Because I am vulnerable if I am not on top of my emotions. My neurodiversity comes with impulse control issues that are only an issue for me personally if I am in an overly emotional state or in sensory overload. At its worst I have meltdowns constantly. So I hide away from everyone, try not to be the burden I have been told so many times I am. Yet, the quickest way for me to get out of that state is through people. Specifically kind words. In Madonna’s song Joan of Arc there is a line “One word of kindness it can save me.” And it’s true…
But after so many people have turned their backs on me, I am terrified of oversharing, of pushing those people who are around me away, so I hide. Really I get homesick. I miss Gisborne where every single day someone is kind. The compassion in that city outweighs every other city, at least in my experience. There are far more people willing to smile at you even if you are having a bad day.
And yet even in Gisborne I have experienced a lot of issues. The world is not a very nice place at the moment. There are not many people willing to hold space for people who are experiencing or have experienced trauma. It takes someone who has been there before themselves, or someone with a lot of compassion to be there for someone through the tough stuff. That is why currently I enjoy the company of the streeties. I am able to help them, and they are able to hold space for me. They always treat me like a person, and always smile when they see me, even when they are telling me to fuck off.
And that is the one consistent thing I have noticed no matter where I go. It is the people who have the least, the people who have the most issues of their own, the people who are struggling too, those people are the most compassionate and caring out of everyone. Having been among them for so long I understand why. When you don’t spend all your time protecting your image, protecting your belongings, protecting your status and just live every day the best way you can, you have much more capacity for compassion. The rat race doesn’t leave a lot of time for empathy.

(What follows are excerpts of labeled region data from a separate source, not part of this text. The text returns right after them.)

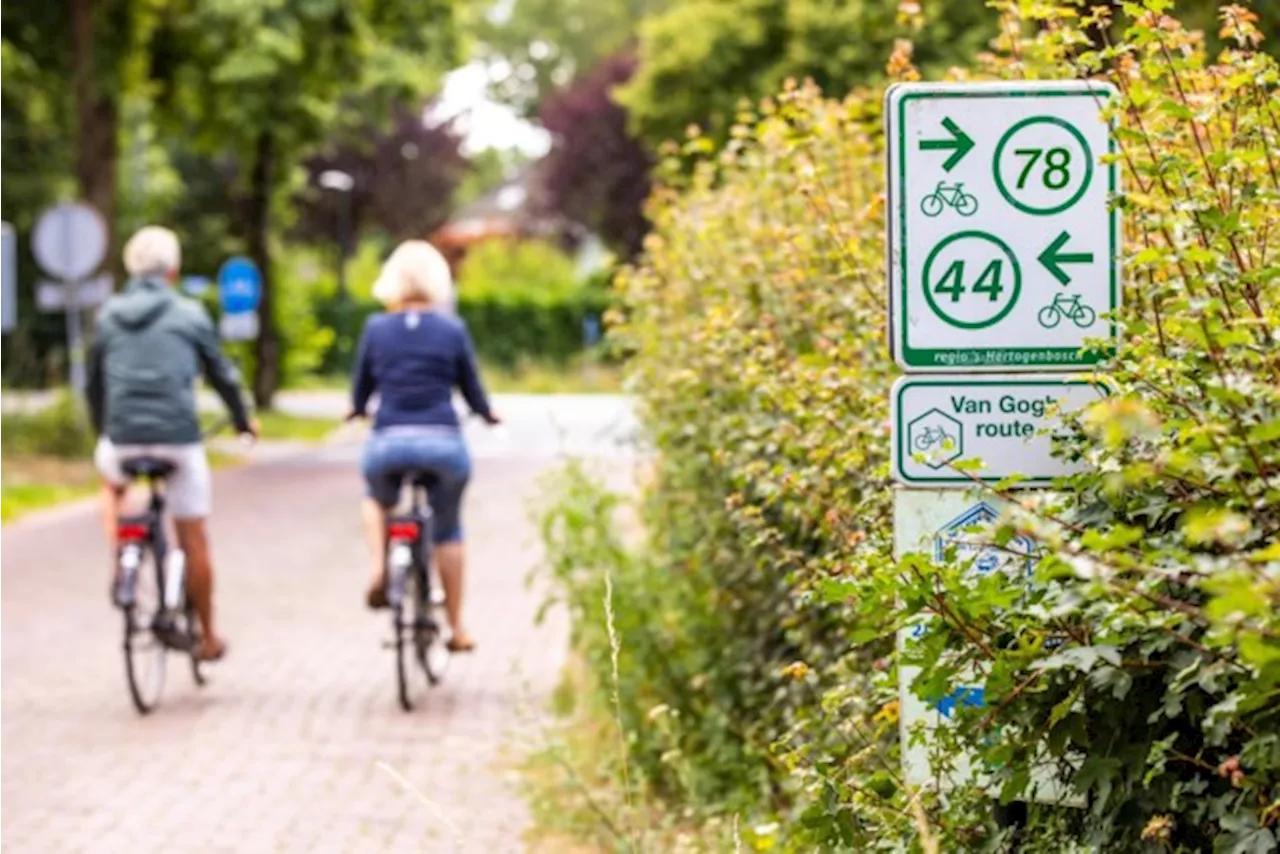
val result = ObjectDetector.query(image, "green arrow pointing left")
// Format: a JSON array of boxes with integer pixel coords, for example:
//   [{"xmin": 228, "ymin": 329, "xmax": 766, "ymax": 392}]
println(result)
[
  {"xmin": 1037, "ymin": 232, "xmax": 1093, "ymax": 286},
  {"xmin": 920, "ymin": 115, "xmax": 974, "ymax": 172}
]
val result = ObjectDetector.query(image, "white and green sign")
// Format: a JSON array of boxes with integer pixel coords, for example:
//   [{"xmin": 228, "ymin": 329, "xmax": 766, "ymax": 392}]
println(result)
[
  {"xmin": 892, "ymin": 374, "xmax": 1106, "ymax": 489},
  {"xmin": 886, "ymin": 81, "xmax": 1120, "ymax": 373}
]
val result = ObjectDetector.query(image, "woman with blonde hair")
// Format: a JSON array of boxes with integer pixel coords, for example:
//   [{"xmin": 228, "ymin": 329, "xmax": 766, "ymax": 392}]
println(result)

The only tears I am able to cry freely are the bitter sweet ones. I miss my Dad everyday, and although I know he wouldn’t be impressed by some of the situations I have found myself in, I know without a shadow of doubt that he would be proud of me. He would be proud that every day I do what I can, not only to help myself but to help those around me. Because that is what Dad did. He helped everyone in his life, as much as he could always. I am very proud to be his daughter.
And on my worst days, I remember him. I remember the good times with my son. I remember all the amazing things I have done. And then I start to dream about the great things I still could do. Because in the words of Martin Phillipps “No one can take the memories away from me.” And not all my memories are the awful ones that create PTSD spirals. It just takes kind words from compassionate people to remind me of that sometimes.
Look after yourself and look after each other.